What Are Agent Evals? Measuring Both Outcome and Trajectory

Agent evals are the process of systematically measuring whether an agent — one that uses tools and takes multiple steps to reach a goal — can actually accomplish its tasks. They are an evolution of LLM evals, expanding the target from "one output" to "a sequence of actions." Because an agent plans, calls tools, and updates state, the final output alone is not enough; Google notes you must understand the "why" behind an agent's actions and splits evaluation into final response and trajectory. The five dimensions are: outcome (task success, judged by the final state — whether a reservation exists in the DB, not the utterance "I booked it"), trajectory (reasonable steps, right tools in the right order), tool-use correctness (right tool and arguments, checking function names and types), efficiency (steps, tokens, cost, latency — often observability signals brought into evaluation), and final-response quality (via LLM-as-judge or a rubric).

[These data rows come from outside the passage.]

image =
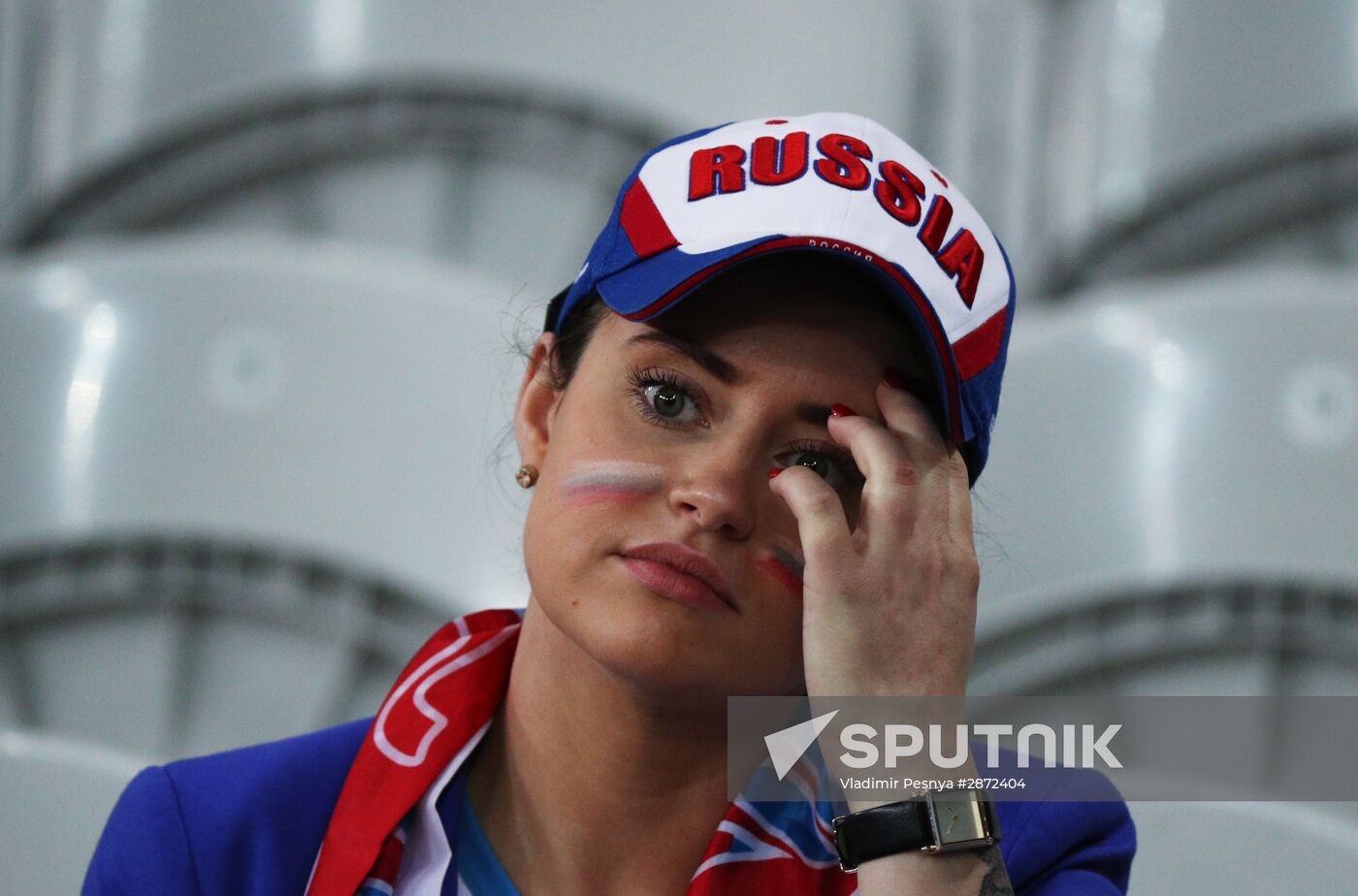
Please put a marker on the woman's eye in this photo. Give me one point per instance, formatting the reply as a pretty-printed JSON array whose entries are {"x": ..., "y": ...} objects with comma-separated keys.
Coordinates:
[
  {"x": 664, "y": 400},
  {"x": 838, "y": 472},
  {"x": 668, "y": 400}
]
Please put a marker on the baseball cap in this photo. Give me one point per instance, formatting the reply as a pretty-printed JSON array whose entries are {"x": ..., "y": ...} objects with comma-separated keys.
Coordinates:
[{"x": 825, "y": 182}]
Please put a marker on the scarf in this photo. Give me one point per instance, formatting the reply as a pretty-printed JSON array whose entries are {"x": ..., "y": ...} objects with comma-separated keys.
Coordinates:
[{"x": 435, "y": 716}]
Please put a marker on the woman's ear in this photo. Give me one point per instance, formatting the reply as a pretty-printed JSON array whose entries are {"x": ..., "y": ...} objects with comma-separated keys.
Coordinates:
[{"x": 536, "y": 400}]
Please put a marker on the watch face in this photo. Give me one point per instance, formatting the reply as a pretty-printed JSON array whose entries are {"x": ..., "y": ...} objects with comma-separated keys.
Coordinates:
[{"x": 957, "y": 820}]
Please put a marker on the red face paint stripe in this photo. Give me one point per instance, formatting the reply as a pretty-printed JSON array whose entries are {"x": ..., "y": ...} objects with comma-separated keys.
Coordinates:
[
  {"x": 978, "y": 349},
  {"x": 905, "y": 282},
  {"x": 642, "y": 223}
]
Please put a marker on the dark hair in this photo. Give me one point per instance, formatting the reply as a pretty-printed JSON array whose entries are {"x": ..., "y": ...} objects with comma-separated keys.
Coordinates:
[{"x": 573, "y": 336}]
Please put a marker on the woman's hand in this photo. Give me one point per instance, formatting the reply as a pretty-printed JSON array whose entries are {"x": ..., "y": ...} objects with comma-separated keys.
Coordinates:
[{"x": 889, "y": 608}]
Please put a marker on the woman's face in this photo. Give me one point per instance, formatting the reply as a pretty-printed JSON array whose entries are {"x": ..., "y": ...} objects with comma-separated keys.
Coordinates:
[{"x": 665, "y": 433}]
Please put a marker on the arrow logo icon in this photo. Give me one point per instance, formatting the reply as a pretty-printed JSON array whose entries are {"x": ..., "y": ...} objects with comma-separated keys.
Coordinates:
[{"x": 787, "y": 746}]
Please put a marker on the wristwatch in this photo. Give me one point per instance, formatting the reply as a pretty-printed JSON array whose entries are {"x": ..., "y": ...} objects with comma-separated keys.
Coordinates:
[{"x": 937, "y": 821}]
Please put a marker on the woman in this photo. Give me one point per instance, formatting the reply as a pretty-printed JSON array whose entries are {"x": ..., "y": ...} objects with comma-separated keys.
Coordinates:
[{"x": 710, "y": 518}]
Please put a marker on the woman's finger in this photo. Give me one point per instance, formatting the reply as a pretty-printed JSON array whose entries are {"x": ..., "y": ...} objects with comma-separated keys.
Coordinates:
[
  {"x": 821, "y": 515},
  {"x": 907, "y": 416}
]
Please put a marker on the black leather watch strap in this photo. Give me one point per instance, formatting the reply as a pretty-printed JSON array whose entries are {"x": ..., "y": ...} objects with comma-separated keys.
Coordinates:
[
  {"x": 886, "y": 830},
  {"x": 933, "y": 823}
]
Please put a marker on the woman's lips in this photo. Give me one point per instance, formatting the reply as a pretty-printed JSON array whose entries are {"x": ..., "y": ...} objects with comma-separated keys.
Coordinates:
[{"x": 668, "y": 581}]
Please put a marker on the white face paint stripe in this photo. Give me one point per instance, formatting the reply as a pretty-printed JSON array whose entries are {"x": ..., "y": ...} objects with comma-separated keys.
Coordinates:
[{"x": 615, "y": 474}]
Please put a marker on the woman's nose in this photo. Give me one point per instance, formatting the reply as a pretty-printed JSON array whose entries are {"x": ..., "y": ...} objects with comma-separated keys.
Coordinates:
[{"x": 719, "y": 495}]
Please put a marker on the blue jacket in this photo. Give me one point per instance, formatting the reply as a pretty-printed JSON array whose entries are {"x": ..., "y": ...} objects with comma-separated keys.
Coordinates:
[{"x": 250, "y": 821}]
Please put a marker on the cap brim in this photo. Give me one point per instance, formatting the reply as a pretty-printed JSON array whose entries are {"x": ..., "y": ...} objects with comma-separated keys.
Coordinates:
[{"x": 648, "y": 289}]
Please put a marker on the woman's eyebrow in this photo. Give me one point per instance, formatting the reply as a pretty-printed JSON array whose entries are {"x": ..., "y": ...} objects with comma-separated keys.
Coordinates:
[
  {"x": 706, "y": 359},
  {"x": 812, "y": 413}
]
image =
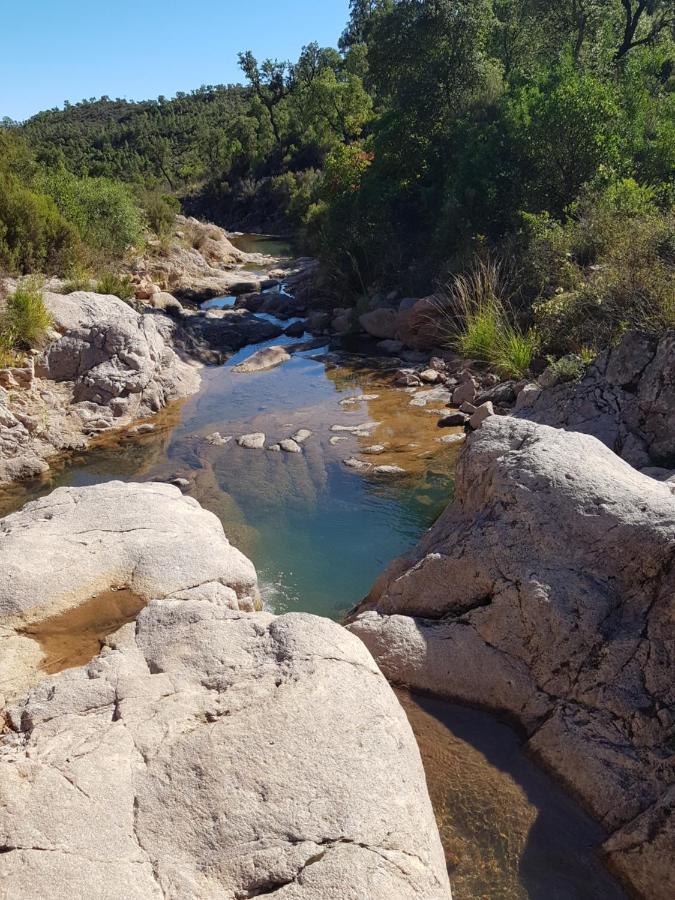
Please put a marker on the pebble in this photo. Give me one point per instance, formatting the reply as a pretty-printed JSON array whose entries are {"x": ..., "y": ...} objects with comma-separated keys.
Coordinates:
[
  {"x": 255, "y": 441},
  {"x": 364, "y": 427},
  {"x": 357, "y": 464},
  {"x": 301, "y": 435},
  {"x": 290, "y": 446},
  {"x": 216, "y": 439}
]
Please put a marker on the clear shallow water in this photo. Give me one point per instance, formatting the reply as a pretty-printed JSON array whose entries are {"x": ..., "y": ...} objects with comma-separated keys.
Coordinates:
[
  {"x": 262, "y": 243},
  {"x": 319, "y": 534},
  {"x": 508, "y": 831}
]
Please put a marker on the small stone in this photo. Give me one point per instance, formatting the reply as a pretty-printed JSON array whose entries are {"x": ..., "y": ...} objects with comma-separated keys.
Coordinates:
[
  {"x": 301, "y": 435},
  {"x": 454, "y": 420},
  {"x": 216, "y": 439},
  {"x": 390, "y": 347},
  {"x": 255, "y": 441},
  {"x": 407, "y": 378},
  {"x": 353, "y": 463},
  {"x": 482, "y": 413},
  {"x": 465, "y": 393},
  {"x": 364, "y": 427},
  {"x": 290, "y": 446}
]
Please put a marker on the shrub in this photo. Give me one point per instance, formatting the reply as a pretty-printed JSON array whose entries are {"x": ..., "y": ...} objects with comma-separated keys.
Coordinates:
[
  {"x": 118, "y": 285},
  {"x": 481, "y": 324},
  {"x": 160, "y": 211},
  {"x": 25, "y": 318},
  {"x": 33, "y": 234},
  {"x": 103, "y": 211},
  {"x": 77, "y": 283}
]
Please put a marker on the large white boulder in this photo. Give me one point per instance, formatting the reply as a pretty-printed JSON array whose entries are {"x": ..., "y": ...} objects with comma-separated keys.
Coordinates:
[
  {"x": 59, "y": 552},
  {"x": 206, "y": 751},
  {"x": 111, "y": 352},
  {"x": 546, "y": 591}
]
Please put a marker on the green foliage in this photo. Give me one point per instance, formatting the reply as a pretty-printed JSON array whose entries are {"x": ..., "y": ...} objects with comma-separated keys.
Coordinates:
[
  {"x": 103, "y": 211},
  {"x": 34, "y": 237},
  {"x": 160, "y": 211},
  {"x": 25, "y": 319},
  {"x": 118, "y": 285},
  {"x": 480, "y": 323}
]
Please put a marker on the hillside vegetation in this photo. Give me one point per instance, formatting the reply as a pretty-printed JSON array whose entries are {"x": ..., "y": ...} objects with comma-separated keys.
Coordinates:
[{"x": 533, "y": 138}]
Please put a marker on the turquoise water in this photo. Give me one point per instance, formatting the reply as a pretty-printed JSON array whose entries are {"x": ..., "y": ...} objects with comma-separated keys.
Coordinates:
[{"x": 319, "y": 534}]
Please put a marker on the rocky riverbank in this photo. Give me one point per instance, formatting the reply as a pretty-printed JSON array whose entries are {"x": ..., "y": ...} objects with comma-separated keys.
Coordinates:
[
  {"x": 218, "y": 720},
  {"x": 545, "y": 592},
  {"x": 107, "y": 363}
]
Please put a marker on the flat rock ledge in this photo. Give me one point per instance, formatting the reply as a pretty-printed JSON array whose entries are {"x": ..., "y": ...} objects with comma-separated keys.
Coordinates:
[
  {"x": 104, "y": 366},
  {"x": 206, "y": 751},
  {"x": 546, "y": 592}
]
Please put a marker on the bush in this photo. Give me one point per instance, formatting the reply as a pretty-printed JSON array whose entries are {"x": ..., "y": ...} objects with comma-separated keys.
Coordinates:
[
  {"x": 34, "y": 237},
  {"x": 25, "y": 318},
  {"x": 118, "y": 285},
  {"x": 481, "y": 324},
  {"x": 617, "y": 253},
  {"x": 160, "y": 211},
  {"x": 103, "y": 211}
]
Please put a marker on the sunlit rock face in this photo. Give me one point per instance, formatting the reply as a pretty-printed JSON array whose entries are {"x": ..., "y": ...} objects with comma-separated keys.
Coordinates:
[
  {"x": 205, "y": 750},
  {"x": 546, "y": 591}
]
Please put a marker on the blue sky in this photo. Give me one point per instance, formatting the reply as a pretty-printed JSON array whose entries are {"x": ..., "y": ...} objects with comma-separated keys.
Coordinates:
[{"x": 56, "y": 50}]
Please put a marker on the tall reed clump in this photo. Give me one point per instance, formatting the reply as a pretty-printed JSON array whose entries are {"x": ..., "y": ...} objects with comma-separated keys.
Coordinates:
[
  {"x": 23, "y": 322},
  {"x": 117, "y": 285},
  {"x": 479, "y": 322}
]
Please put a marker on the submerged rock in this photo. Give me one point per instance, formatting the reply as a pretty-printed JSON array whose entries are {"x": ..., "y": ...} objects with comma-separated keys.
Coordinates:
[
  {"x": 290, "y": 446},
  {"x": 255, "y": 441},
  {"x": 104, "y": 366},
  {"x": 205, "y": 751},
  {"x": 267, "y": 358},
  {"x": 546, "y": 591}
]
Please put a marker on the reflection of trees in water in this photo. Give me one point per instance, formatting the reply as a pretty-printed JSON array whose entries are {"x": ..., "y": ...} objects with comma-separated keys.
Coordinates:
[
  {"x": 264, "y": 482},
  {"x": 507, "y": 829}
]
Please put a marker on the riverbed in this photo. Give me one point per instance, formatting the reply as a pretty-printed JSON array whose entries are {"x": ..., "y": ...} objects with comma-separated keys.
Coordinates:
[{"x": 319, "y": 532}]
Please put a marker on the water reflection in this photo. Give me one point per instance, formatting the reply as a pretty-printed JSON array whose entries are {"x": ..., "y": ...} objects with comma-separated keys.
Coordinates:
[{"x": 508, "y": 831}]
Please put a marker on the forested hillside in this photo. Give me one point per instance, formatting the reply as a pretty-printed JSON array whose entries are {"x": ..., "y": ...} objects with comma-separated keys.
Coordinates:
[{"x": 526, "y": 145}]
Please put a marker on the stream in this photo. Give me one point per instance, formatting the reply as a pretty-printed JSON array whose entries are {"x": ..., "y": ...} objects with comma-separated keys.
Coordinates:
[{"x": 319, "y": 533}]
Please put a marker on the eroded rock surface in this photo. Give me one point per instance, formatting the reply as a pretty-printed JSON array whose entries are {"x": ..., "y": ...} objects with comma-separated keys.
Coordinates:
[
  {"x": 546, "y": 591},
  {"x": 206, "y": 752},
  {"x": 626, "y": 399},
  {"x": 78, "y": 543},
  {"x": 104, "y": 366}
]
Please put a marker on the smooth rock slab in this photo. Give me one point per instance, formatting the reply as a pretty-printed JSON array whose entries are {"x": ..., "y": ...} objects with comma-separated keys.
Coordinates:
[
  {"x": 267, "y": 358},
  {"x": 546, "y": 591},
  {"x": 78, "y": 543},
  {"x": 208, "y": 753}
]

Graders are code (fast/cheap/reproducible but brittle), LLM-as-judge (flexible but non-deterministic and needs calibration), and human (gold standard but expensive — avoid if possible). Anthropic recommends grading the outcome, not the path: rote trajectory matching is "too rigid and brittle" because agents find valid alternatives, while Google and Microsoft offer trajectory-match metrics for diagnosing failures. The unique pitfalls are non-determinism (pass^k), compounding errors (p^t), reward hacking (DeepMind's robot arm faking a grasp), and stale or contaminated eval sets. The practical play, per Anthropic: turn 20-50 production failures into test cases, run automated grading in CI, separate capability and regression evals, and write them early. Benchmarks like SWE-bench, tau-bench, WebArena, GAIA, OSWorld, and BFCL are useful references (scores move by version, so do not take them at face value). Based on official information, with uncertainties flagged.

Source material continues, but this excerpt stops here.